The children were given a daily dose of 1200 IUs (international units) of vitamin D over a period of three months. In the first month children in the group taking the vitamin became ill just as often as those taking the dummy tablet. But by the second month, when the vitamin level in the children’s blood was higher, the advantage of the vitamin was clear.

The Japanese scientists, writing in the American Journal of Clinical Nutrition, say that the anti-viral drugs zanamivir and oseltamivir reduce risk of flu infection by 8 per cent in children who have been exposed to infection, compared with a 50 per cent or greater reduction with vitamin D.

Anti-virals are also too expensive, and possibly too toxic, to be given to the population as a whole whereas vitamin D has additional benefits.
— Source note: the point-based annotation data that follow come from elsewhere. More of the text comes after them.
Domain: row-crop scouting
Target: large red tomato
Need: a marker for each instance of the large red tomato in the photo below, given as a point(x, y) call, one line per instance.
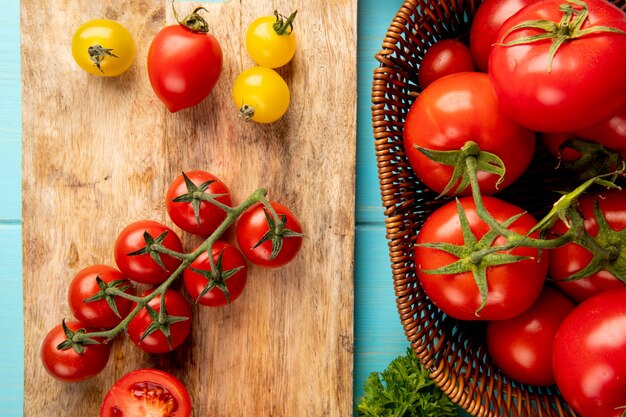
point(147, 392)
point(89, 302)
point(187, 202)
point(177, 325)
point(489, 17)
point(512, 287)
point(589, 356)
point(143, 267)
point(222, 286)
point(67, 364)
point(522, 345)
point(454, 110)
point(572, 258)
point(580, 86)
point(183, 65)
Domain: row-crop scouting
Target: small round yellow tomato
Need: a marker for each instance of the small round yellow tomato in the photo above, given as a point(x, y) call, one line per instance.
point(261, 95)
point(103, 47)
point(270, 40)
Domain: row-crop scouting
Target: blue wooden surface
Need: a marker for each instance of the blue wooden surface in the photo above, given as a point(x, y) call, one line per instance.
point(378, 335)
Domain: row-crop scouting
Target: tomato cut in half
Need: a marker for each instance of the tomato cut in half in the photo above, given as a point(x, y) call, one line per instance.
point(147, 393)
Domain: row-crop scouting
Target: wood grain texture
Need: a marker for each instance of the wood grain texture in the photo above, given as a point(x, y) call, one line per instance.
point(99, 154)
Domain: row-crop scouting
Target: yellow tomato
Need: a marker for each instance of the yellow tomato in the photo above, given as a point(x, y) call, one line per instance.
point(261, 95)
point(103, 47)
point(270, 40)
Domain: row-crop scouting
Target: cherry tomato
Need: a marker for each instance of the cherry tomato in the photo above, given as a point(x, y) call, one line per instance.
point(227, 282)
point(143, 267)
point(188, 206)
point(270, 40)
point(522, 345)
point(589, 356)
point(103, 311)
point(572, 258)
point(444, 57)
point(103, 47)
point(261, 95)
point(177, 324)
point(184, 64)
point(512, 287)
point(488, 19)
point(454, 110)
point(67, 364)
point(257, 224)
point(147, 392)
point(576, 89)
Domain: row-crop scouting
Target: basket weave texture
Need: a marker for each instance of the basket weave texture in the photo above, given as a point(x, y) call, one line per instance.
point(453, 351)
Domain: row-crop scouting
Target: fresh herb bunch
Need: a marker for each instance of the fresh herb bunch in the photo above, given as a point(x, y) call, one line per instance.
point(404, 389)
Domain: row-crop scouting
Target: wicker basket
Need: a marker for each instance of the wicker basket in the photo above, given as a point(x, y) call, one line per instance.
point(452, 350)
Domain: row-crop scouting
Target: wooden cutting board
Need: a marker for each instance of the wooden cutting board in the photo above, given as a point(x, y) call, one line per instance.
point(99, 153)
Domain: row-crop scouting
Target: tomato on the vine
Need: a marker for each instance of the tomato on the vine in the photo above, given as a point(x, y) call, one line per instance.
point(189, 202)
point(89, 302)
point(184, 63)
point(444, 57)
point(263, 241)
point(270, 40)
point(608, 226)
point(221, 286)
point(103, 47)
point(522, 345)
point(572, 87)
point(510, 287)
point(135, 252)
point(261, 95)
point(147, 392)
point(72, 363)
point(156, 333)
point(589, 356)
point(453, 111)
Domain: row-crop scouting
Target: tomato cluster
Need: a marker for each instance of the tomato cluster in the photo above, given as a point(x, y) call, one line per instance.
point(185, 61)
point(150, 256)
point(551, 292)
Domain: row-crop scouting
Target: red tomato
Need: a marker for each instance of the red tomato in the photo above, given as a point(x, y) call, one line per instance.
point(444, 57)
point(67, 364)
point(191, 212)
point(611, 134)
point(183, 66)
point(179, 311)
point(589, 356)
point(489, 17)
point(454, 110)
point(512, 288)
point(229, 278)
point(522, 345)
point(147, 392)
point(571, 258)
point(98, 313)
point(142, 267)
point(581, 87)
point(255, 224)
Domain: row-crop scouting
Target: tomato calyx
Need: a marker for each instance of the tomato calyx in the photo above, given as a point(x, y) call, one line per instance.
point(108, 292)
point(161, 321)
point(97, 54)
point(475, 255)
point(75, 339)
point(193, 21)
point(284, 25)
point(277, 231)
point(568, 28)
point(216, 276)
point(197, 194)
point(486, 162)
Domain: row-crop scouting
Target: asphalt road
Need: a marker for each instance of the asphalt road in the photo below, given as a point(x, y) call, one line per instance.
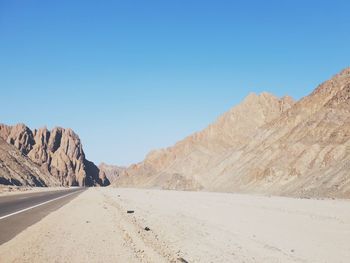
point(17, 212)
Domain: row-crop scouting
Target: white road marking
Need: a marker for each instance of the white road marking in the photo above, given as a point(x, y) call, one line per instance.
point(28, 208)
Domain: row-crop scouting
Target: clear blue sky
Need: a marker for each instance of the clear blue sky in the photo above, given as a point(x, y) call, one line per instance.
point(130, 76)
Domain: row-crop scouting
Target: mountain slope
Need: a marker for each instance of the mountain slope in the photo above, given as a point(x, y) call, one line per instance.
point(182, 166)
point(263, 145)
point(59, 152)
point(17, 169)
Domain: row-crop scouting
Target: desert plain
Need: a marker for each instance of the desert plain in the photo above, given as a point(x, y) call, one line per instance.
point(139, 225)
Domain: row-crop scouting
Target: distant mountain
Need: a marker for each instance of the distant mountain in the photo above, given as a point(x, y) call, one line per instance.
point(111, 172)
point(58, 152)
point(17, 169)
point(266, 145)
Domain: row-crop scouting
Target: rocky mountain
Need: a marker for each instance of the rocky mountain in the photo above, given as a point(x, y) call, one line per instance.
point(266, 145)
point(17, 169)
point(59, 152)
point(111, 172)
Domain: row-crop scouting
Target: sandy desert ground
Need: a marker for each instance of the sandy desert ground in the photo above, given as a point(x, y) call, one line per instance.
point(186, 227)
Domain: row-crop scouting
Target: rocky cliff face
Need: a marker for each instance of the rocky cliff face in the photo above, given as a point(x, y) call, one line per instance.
point(58, 152)
point(17, 169)
point(266, 145)
point(181, 166)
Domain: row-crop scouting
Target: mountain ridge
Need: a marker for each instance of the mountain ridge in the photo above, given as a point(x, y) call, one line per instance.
point(265, 145)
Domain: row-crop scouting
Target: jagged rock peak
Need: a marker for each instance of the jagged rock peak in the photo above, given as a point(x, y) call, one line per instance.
point(58, 151)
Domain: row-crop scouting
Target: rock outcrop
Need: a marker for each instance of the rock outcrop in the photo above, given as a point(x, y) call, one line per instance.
point(265, 145)
point(17, 169)
point(59, 152)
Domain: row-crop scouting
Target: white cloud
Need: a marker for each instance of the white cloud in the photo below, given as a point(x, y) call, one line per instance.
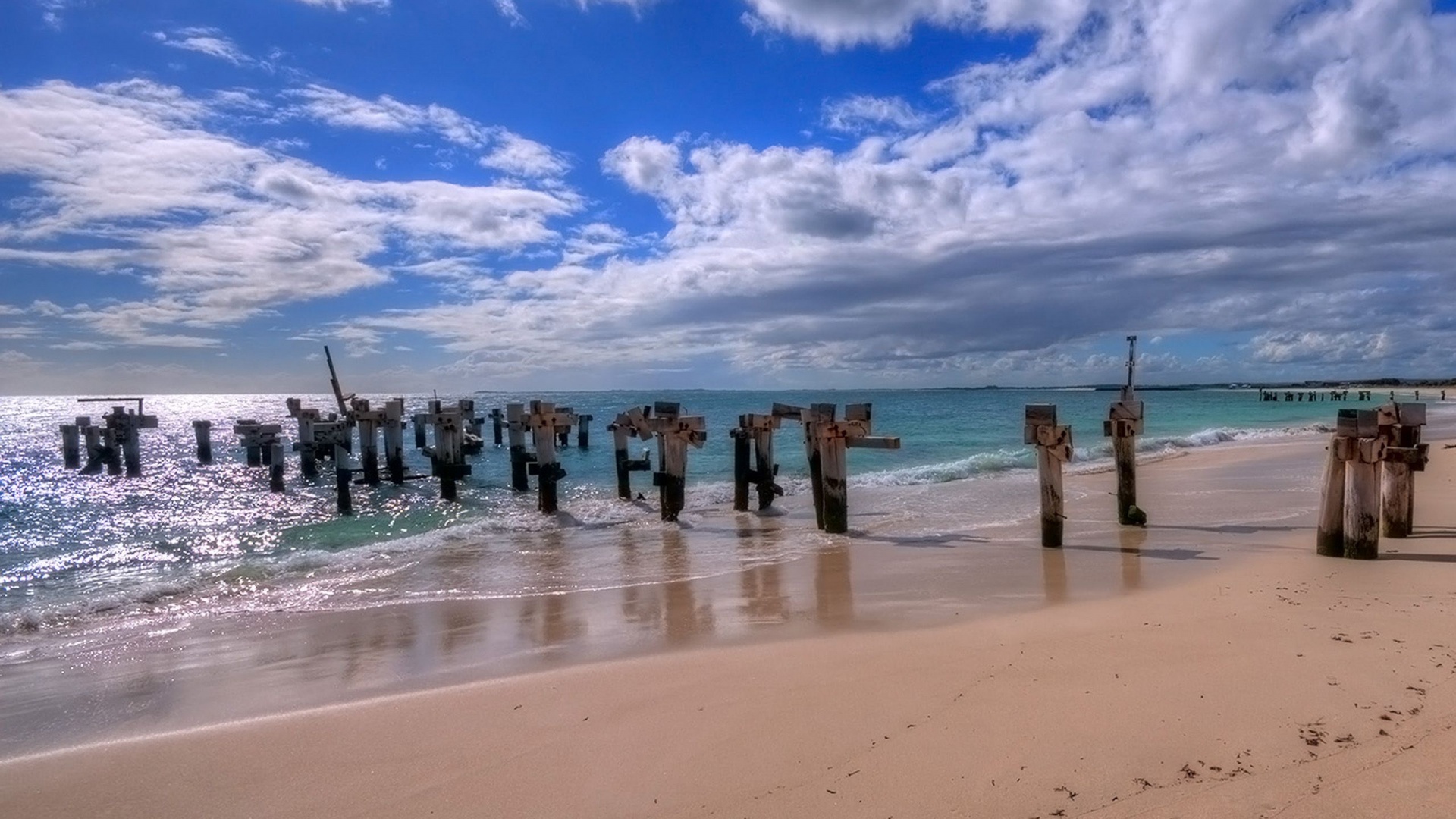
point(346, 5)
point(519, 156)
point(864, 112)
point(221, 231)
point(510, 12)
point(204, 41)
point(1247, 168)
point(506, 150)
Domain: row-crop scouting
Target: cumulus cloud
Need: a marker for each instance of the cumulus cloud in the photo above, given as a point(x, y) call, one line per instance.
point(506, 150)
point(1263, 168)
point(862, 112)
point(346, 5)
point(519, 156)
point(204, 41)
point(221, 231)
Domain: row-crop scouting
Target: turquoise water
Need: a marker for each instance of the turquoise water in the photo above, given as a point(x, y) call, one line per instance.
point(79, 551)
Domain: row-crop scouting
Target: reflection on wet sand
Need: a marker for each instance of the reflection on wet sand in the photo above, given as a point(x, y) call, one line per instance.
point(685, 618)
point(1131, 542)
point(833, 594)
point(548, 621)
point(1055, 575)
point(761, 583)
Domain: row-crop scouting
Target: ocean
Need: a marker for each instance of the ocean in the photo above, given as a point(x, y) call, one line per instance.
point(193, 594)
point(77, 550)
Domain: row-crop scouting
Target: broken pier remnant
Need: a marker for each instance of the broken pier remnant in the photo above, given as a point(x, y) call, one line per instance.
point(753, 457)
point(634, 423)
point(1405, 455)
point(1123, 426)
point(520, 460)
point(545, 420)
point(202, 430)
point(833, 439)
point(1053, 445)
point(447, 455)
point(674, 433)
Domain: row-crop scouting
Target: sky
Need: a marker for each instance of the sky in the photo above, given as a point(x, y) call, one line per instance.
point(635, 194)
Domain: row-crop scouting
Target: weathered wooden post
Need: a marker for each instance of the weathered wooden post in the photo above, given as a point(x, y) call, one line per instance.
point(742, 464)
point(305, 444)
point(127, 431)
point(520, 460)
point(1362, 483)
point(202, 430)
point(1053, 449)
point(811, 417)
point(1123, 426)
point(369, 423)
point(833, 441)
point(495, 425)
point(471, 441)
point(545, 422)
point(109, 450)
point(246, 430)
point(1329, 534)
point(275, 465)
point(1404, 455)
point(634, 423)
point(447, 457)
point(256, 439)
point(674, 435)
point(563, 428)
point(761, 471)
point(343, 479)
point(395, 441)
point(582, 435)
point(95, 450)
point(72, 445)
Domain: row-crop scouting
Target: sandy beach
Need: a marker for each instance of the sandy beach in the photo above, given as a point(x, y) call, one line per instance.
point(1269, 682)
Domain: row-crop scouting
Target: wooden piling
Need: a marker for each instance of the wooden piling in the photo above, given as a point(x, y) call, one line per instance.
point(202, 430)
point(395, 441)
point(835, 477)
point(343, 480)
point(674, 435)
point(447, 455)
point(1123, 426)
point(514, 414)
point(95, 455)
point(109, 450)
point(546, 422)
point(1053, 449)
point(72, 447)
point(1401, 428)
point(582, 433)
point(495, 425)
point(1329, 534)
point(634, 423)
point(369, 422)
point(275, 466)
point(742, 464)
point(817, 414)
point(764, 471)
point(1366, 449)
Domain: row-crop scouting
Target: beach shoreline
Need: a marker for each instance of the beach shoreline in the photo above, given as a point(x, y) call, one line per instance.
point(912, 561)
point(1280, 681)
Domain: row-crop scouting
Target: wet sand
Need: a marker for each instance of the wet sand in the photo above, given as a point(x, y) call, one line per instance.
point(912, 561)
point(1277, 682)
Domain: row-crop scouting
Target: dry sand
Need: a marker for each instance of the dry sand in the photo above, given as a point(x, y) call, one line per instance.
point(1279, 686)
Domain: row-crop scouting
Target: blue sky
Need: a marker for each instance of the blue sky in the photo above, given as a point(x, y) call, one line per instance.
point(723, 193)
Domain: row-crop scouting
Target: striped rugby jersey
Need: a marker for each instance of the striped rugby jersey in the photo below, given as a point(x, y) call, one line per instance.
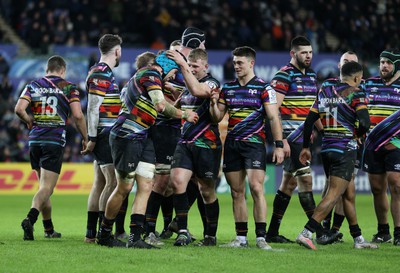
point(162, 120)
point(337, 112)
point(101, 82)
point(300, 91)
point(204, 133)
point(138, 112)
point(49, 98)
point(383, 106)
point(246, 110)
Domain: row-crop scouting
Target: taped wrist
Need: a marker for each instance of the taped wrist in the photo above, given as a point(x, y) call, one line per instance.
point(185, 115)
point(169, 110)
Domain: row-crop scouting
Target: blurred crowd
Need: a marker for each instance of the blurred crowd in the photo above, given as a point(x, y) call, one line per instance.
point(270, 25)
point(265, 25)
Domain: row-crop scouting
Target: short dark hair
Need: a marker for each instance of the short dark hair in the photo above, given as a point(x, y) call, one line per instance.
point(175, 43)
point(55, 64)
point(350, 68)
point(299, 41)
point(145, 59)
point(192, 37)
point(108, 41)
point(198, 53)
point(244, 51)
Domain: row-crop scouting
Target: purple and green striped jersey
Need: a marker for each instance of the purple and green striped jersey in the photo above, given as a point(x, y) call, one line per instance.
point(300, 91)
point(138, 112)
point(383, 106)
point(204, 133)
point(337, 104)
point(49, 98)
point(246, 110)
point(162, 120)
point(101, 82)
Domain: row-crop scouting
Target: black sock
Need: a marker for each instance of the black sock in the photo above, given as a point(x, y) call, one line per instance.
point(106, 227)
point(212, 212)
point(396, 232)
point(33, 214)
point(337, 221)
point(326, 223)
point(202, 210)
point(313, 226)
point(48, 226)
point(91, 225)
point(192, 192)
point(383, 228)
point(355, 231)
point(167, 208)
point(120, 220)
point(307, 202)
point(181, 210)
point(136, 226)
point(261, 229)
point(101, 216)
point(241, 228)
point(153, 206)
point(281, 202)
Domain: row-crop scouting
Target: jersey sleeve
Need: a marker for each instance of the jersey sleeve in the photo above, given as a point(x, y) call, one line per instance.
point(281, 82)
point(268, 95)
point(26, 94)
point(222, 96)
point(359, 100)
point(98, 83)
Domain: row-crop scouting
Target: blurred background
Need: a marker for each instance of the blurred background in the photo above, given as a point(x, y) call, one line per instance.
point(32, 30)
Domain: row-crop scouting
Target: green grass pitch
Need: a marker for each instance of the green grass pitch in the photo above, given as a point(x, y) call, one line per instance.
point(71, 254)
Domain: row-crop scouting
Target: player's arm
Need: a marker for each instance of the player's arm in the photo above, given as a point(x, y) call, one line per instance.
point(80, 122)
point(276, 127)
point(93, 114)
point(364, 122)
point(164, 107)
point(217, 109)
point(305, 154)
point(20, 111)
point(196, 88)
point(281, 84)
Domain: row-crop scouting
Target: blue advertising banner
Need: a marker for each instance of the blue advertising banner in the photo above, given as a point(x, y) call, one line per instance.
point(26, 68)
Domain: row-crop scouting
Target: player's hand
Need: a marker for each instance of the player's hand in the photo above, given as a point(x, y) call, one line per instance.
point(214, 96)
point(305, 156)
point(30, 123)
point(176, 56)
point(89, 147)
point(191, 116)
point(278, 156)
point(286, 148)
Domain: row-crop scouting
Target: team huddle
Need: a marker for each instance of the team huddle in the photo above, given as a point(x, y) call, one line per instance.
point(161, 130)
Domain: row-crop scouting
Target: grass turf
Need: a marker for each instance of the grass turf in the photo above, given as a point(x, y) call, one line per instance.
point(70, 254)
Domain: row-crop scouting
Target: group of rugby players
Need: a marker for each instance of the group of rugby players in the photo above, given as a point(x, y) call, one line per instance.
point(161, 130)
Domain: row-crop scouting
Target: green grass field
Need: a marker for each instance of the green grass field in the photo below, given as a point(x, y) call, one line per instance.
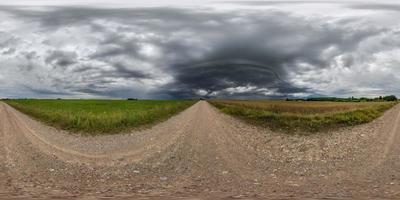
point(93, 117)
point(303, 117)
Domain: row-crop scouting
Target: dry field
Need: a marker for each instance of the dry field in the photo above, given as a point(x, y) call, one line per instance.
point(303, 117)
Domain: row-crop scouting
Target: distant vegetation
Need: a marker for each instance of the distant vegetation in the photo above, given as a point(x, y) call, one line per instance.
point(303, 117)
point(349, 99)
point(92, 117)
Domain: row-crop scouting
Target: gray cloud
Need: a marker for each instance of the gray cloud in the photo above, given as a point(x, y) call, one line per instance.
point(183, 53)
point(61, 58)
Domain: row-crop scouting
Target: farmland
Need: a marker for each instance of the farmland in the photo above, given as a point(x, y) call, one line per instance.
point(303, 117)
point(92, 117)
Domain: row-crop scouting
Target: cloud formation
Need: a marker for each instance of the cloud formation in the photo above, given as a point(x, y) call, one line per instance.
point(171, 52)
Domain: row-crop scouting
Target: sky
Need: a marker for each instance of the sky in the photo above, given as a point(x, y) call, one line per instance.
point(188, 49)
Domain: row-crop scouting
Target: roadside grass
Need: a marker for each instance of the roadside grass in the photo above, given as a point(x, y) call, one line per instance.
point(303, 117)
point(94, 117)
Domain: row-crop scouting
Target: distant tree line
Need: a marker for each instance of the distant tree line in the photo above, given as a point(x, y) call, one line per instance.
point(349, 99)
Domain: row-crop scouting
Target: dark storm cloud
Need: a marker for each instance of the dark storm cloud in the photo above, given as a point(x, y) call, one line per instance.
point(122, 70)
point(228, 54)
point(46, 91)
point(376, 6)
point(261, 3)
point(61, 58)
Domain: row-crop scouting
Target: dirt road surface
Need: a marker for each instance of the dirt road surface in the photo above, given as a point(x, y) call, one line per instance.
point(199, 154)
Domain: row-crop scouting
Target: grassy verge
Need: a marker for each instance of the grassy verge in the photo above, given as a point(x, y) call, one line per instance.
point(91, 117)
point(303, 117)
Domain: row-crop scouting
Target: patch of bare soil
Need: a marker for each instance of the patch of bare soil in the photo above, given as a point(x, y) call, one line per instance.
point(199, 154)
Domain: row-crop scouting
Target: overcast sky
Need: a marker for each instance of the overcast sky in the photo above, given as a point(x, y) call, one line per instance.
point(185, 49)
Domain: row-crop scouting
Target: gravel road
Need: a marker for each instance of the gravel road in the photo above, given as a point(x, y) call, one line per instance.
point(199, 154)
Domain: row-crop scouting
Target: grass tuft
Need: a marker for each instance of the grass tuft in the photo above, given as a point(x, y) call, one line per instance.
point(93, 117)
point(303, 117)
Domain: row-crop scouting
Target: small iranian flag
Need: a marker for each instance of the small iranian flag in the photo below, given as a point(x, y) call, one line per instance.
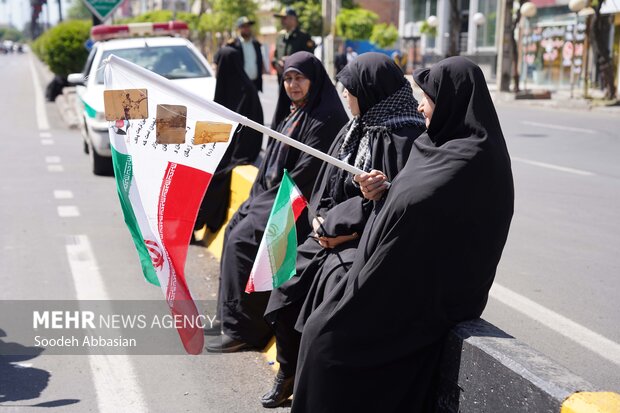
point(277, 253)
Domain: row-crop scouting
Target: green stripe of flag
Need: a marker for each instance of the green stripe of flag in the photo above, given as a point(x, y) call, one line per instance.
point(124, 176)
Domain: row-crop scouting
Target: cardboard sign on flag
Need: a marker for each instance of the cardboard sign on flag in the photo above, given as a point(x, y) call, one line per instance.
point(161, 186)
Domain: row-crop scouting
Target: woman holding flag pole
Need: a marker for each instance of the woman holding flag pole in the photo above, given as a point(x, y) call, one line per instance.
point(379, 137)
point(309, 111)
point(425, 262)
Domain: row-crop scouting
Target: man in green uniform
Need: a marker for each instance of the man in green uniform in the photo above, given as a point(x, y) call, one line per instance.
point(290, 40)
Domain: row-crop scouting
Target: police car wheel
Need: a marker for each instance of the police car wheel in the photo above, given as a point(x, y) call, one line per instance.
point(102, 165)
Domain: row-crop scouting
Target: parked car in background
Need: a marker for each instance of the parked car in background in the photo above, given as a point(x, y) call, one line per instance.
point(169, 54)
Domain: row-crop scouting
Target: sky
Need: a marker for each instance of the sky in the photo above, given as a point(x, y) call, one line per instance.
point(17, 12)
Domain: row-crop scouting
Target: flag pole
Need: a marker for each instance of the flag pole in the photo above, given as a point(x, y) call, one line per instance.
point(229, 114)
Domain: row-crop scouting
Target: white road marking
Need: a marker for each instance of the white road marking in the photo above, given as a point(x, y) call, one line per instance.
point(554, 167)
point(39, 105)
point(602, 346)
point(55, 168)
point(559, 127)
point(68, 211)
point(63, 194)
point(114, 377)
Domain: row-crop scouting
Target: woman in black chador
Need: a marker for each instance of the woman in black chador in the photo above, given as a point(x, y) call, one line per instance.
point(426, 259)
point(308, 110)
point(236, 91)
point(379, 136)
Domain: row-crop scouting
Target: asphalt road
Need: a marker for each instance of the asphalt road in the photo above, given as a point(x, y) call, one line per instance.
point(556, 288)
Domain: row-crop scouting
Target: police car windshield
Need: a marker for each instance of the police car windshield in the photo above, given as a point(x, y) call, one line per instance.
point(172, 62)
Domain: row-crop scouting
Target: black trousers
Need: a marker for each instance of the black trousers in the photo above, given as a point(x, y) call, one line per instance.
point(287, 338)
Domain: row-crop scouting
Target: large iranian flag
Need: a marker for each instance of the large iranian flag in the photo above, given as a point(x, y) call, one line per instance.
point(277, 253)
point(161, 186)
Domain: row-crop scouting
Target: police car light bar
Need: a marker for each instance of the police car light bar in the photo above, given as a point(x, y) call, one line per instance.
point(123, 31)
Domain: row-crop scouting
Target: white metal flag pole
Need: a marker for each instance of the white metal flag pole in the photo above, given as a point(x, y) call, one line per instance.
point(227, 113)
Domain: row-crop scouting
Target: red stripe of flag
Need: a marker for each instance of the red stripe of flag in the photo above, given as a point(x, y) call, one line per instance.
point(181, 193)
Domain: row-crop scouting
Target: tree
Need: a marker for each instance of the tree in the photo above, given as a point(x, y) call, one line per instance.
point(384, 35)
point(356, 24)
point(514, 46)
point(599, 35)
point(78, 11)
point(62, 47)
point(310, 17)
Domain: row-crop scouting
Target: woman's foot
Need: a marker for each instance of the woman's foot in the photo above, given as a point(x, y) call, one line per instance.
point(282, 389)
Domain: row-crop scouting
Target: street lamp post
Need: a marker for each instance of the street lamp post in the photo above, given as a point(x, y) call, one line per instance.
point(528, 10)
point(432, 22)
point(479, 19)
point(587, 12)
point(575, 6)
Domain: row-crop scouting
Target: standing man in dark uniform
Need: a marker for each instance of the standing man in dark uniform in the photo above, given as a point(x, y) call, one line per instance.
point(251, 51)
point(290, 40)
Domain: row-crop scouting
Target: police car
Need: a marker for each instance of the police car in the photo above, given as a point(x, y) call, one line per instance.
point(159, 47)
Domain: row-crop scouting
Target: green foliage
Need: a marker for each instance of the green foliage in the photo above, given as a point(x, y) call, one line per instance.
point(9, 33)
point(310, 18)
point(384, 35)
point(62, 47)
point(427, 29)
point(355, 24)
point(79, 11)
point(151, 16)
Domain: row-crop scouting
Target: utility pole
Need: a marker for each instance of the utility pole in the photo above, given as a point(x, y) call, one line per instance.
point(330, 9)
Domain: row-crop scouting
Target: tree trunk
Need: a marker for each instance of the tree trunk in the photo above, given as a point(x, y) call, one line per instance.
point(506, 48)
point(515, 48)
point(202, 35)
point(599, 36)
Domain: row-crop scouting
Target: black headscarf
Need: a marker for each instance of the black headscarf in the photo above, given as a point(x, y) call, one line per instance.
point(386, 103)
point(426, 259)
point(321, 106)
point(237, 92)
point(371, 78)
point(463, 105)
point(322, 97)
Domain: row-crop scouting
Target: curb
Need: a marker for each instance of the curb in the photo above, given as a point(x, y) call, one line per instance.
point(592, 402)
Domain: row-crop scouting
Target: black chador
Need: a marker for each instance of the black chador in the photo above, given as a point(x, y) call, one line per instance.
point(426, 260)
point(380, 137)
point(315, 122)
point(237, 92)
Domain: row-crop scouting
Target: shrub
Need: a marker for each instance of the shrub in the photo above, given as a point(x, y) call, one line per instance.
point(356, 24)
point(384, 35)
point(62, 47)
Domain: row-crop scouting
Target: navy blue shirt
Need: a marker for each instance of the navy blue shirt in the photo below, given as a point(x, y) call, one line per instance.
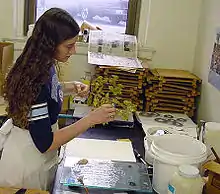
point(45, 111)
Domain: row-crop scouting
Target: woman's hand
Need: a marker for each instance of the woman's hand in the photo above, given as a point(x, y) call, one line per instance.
point(78, 88)
point(103, 114)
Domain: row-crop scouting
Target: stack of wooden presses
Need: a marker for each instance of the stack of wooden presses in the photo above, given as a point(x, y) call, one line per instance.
point(170, 90)
point(133, 82)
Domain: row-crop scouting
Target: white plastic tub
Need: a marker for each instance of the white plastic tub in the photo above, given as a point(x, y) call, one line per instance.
point(171, 151)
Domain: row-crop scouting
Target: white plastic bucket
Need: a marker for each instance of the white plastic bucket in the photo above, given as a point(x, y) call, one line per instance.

The sunshine vitamin not only prevents bone fractures but is also believed to reduce risks of cancer, heart disease, diabetes and other illness, including various bacterial as well as viral infections.

The Japanese finding supports a theory that low blood levels of the sunshine vitamin occurring in winter explain why flu epidemics generally peak between December and March.

Vitamin D activates the innate immune system, enabling the body to produce several proteins such as defensin and cathelicidin which trigger cell activity and disable viruses.

Dr Urashima said: “Vitamin D and vaccine work by quite different mechanisms. Vitamin D enhances innate immunity while vaccine enhances acquired immunity. So we do not have to select only one way of prevention, rather we should do both ways, I think.”

Dr John Oxford, professor of virology at Queen Mary School of Medicine, London, said: “This is a timely study. It will be noticed by scientists. It fits in with the seasonal pattern of flu. There is an increasing background of solid science that makes the vitamin D story credible. But this study needs to be replicated. If it is confirmed we might think of giving vitamin D at the same time as we vaccinate.”

Study Information

Mitsuyoshi Urashima, Takaaki Segawa, Minoru Okazaki, Mana Kurihara, Yasuyuki Wada, and Hiroyuki Ida
Randomized trial of vitamin D supplementation to prevent seasonal influenza A in schoolchildren
American Journal of Clinical Nutrition
2010 March
Jikei University School of Medicine in Tokyo, Japan.